Orang-oetan uit de dierentuin van stadhouder Willem V

Orang-oetan uit de dierentuin van stadhouder Willem V, een appel plukkend. Tethart Philipp Christian Haag, Mauritshuis.

Enkele jaren voor het arriveren van de giraffe van Gordon in Holland was in 1777 een heuse orang-oetan oorlog uitgebroken tussen Arnout Vosmaer en de beroemde Groningse professor en anatoom Petrus Camper (1722-1789). Op 29 juni 1776 ontving de Stadhouder uit Borneo de eerste orang-oetan die levend Europa bereikte voor zijn menagerie. De orang-oetan, een vrouwtje, verbleef bij aankomst in de Republiek eerst een maand ter observatie bij Vosmaer in huis, ‘ten einde gelegenheid te hebben om het gemakkelijk te betrachten’. Hier kreeg het een gevarieerd menu voorgezet van groenten, vruchten vlees en vis. De aap genoot zichtbaar van het aroma van peterselie en hield erg van aardbeien. Tijdens de tussenstop aan Kaap de Goede Hoop had zij geleerd met een lepel en vork te eten en het was ‘aartig te zien hoe zy een voor een, [de aarbeien] met de vork in de mond stak, terwyl zy het bord of schoteltje in de andere hand of poot vast hield’. Het dier werd ook het drinken van alcohol gewoon en ‘zeer graag dronk zy allerley wyn en byzonder Mallaga; gaf men haar een flesch, zy trok er de kurk met de hand af en dronk er zeer wel uit […] en gedaan hebbende, veegde zy, even gelyk een mensch, de lippen af’. Ook bij Vosmaer thuis had het dier eens een ‘gekurkte fles, waar in eenige Mallagawyn was, geöpend, leeg gedronken, en weder op dezelfde plaats neder gezet’.

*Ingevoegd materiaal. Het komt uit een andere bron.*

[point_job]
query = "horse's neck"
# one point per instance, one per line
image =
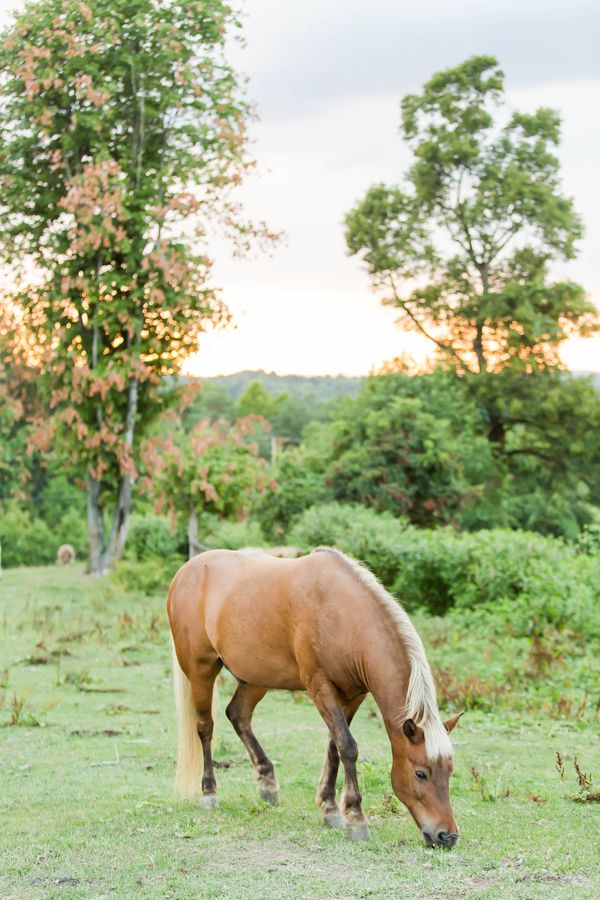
(387, 673)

Een half jaar na plaatsing in de diergaarde van Willem V werd het dier – zoals zoveel dieren in gevangenschap – ziek en overleed op 22 januari 1777. Arnout Vosmaer liet het onmiddellijk opzetten voor het kabinet, terwijl zijn collega Hemsterhuis het complete kadaver aan Petrus Camper beloofd had. Deze kreeg, zeer tegen zijn zin, slechts het gevilde karkas in een grote pot met sterk water toegezonden. Zelfs de Stadhouder was ‘horribel kwaad’. Het loopt met een sisser af en niet veel later zal Camper Vosmaer helpen bij het in elkaar zetten van de door Gordon geschonken giraffe.

‘Clara’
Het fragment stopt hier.